The following tools and technologies were used in the construction of this application. Some items were dropped. Here is a lis tof the technologies and tools. Some of these features were removed in the end, but will be re-added

PythonVisual Studio/CodeBM25
PyCharmScrapyMetaPy
BracketsHTML 5Javascript
ExcelJuypterCSS
AnacondaJSOND3
Jira

Project overview

Our project is a custom implementation of the BM25 ranking algorithm. We have added a number of new features to the code base.

We make use of the BM25 algorithm dervived from https://github.com/nhirakawa/BM25. Also, we present our result using a software, D3 (Data-Driven Documents), a JavaScript library for producing dynamic, interactive data visualizations in web browsers. It allows us to visualize our final result for demonstraion. In particular we use the code here, https://bl.ocks.org/seemantk/3368f8c9b3d896965879 to build our project.

You can clone our respository at Get the Code!
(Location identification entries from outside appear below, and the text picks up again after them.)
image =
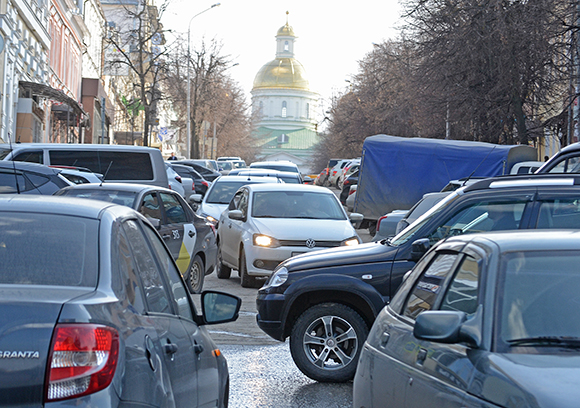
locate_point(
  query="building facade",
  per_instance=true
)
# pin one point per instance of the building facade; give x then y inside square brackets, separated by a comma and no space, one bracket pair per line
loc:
[284,106]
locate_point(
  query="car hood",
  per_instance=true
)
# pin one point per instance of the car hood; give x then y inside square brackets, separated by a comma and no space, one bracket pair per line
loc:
[358,254]
[302,229]
[530,380]
[215,210]
[27,319]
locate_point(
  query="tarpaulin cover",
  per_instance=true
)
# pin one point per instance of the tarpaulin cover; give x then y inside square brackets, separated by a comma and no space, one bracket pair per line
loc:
[395,171]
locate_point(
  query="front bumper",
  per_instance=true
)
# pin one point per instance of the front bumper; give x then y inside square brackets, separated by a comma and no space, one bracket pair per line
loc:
[269,317]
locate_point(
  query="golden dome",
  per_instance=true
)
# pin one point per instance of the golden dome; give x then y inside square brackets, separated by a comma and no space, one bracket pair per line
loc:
[286,30]
[281,73]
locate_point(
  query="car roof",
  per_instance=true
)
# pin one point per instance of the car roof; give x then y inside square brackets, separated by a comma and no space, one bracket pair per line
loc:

To run our code, PYTHON is required. The detailed installation guide can be found here, https://realpython.com/installing-python/.
The application can be run from the command line with a PYTHON shell, but we recommend the user make use of an IDE such as Visual Studio Code or PyCharm. We perfer PyCharm as the integrated hints make working with PYTHON easy for the new developer. Visual Studio Code is free, which makes that a compelling choice. If you are a student you can request a 1 year free copy of PyCharm professional from JetBrains.

Database Setup

We have removed the MongoDB portion of the application to make this easier on the end user, currently the files are stored in CSV or JSON files locally.

Website Configuration

In order to run the website you will need to have a local webserver. PyCharm has one integrated into the shell, but you must set the default webserver to port 8000. Alteratively you can use the http server that ships with Python (under the Anaconda distribution). We only know Windows machines, so you will need to perform a similar function with a Mac.
  • Open a command prompt with Administrator rights
  • In the command prompt run
    python -V
    this allows you verify you are running Python. Version should be 3.5 or later
  • Using the cd commands navigate to the location where you have installed the application
  • Navigate down one level cd html
  • Type in the follwing command exactly
    python -m http.server
  • Verify that it starts the server on port 8000
  • Click on index.html

Setting up Keywords and Filters

The application ships with a default set of documents that allow you run the application right away. These include a weights file, a query file, hate categories, a list of articles (100) and associated comments (~4000)

Our project video at Project Light Overview

Source articles and comments are required to be in a specific format with leading ## symbols. Please view the existing comments and articles under text in order to see more detail.

One interesting experiment for the end user is to add a custom word into a comments section and then update the weights and query to incorporate that term and see how changing weights for that term drive the position of the document. We liked to use or own names and assign higher and lower weights.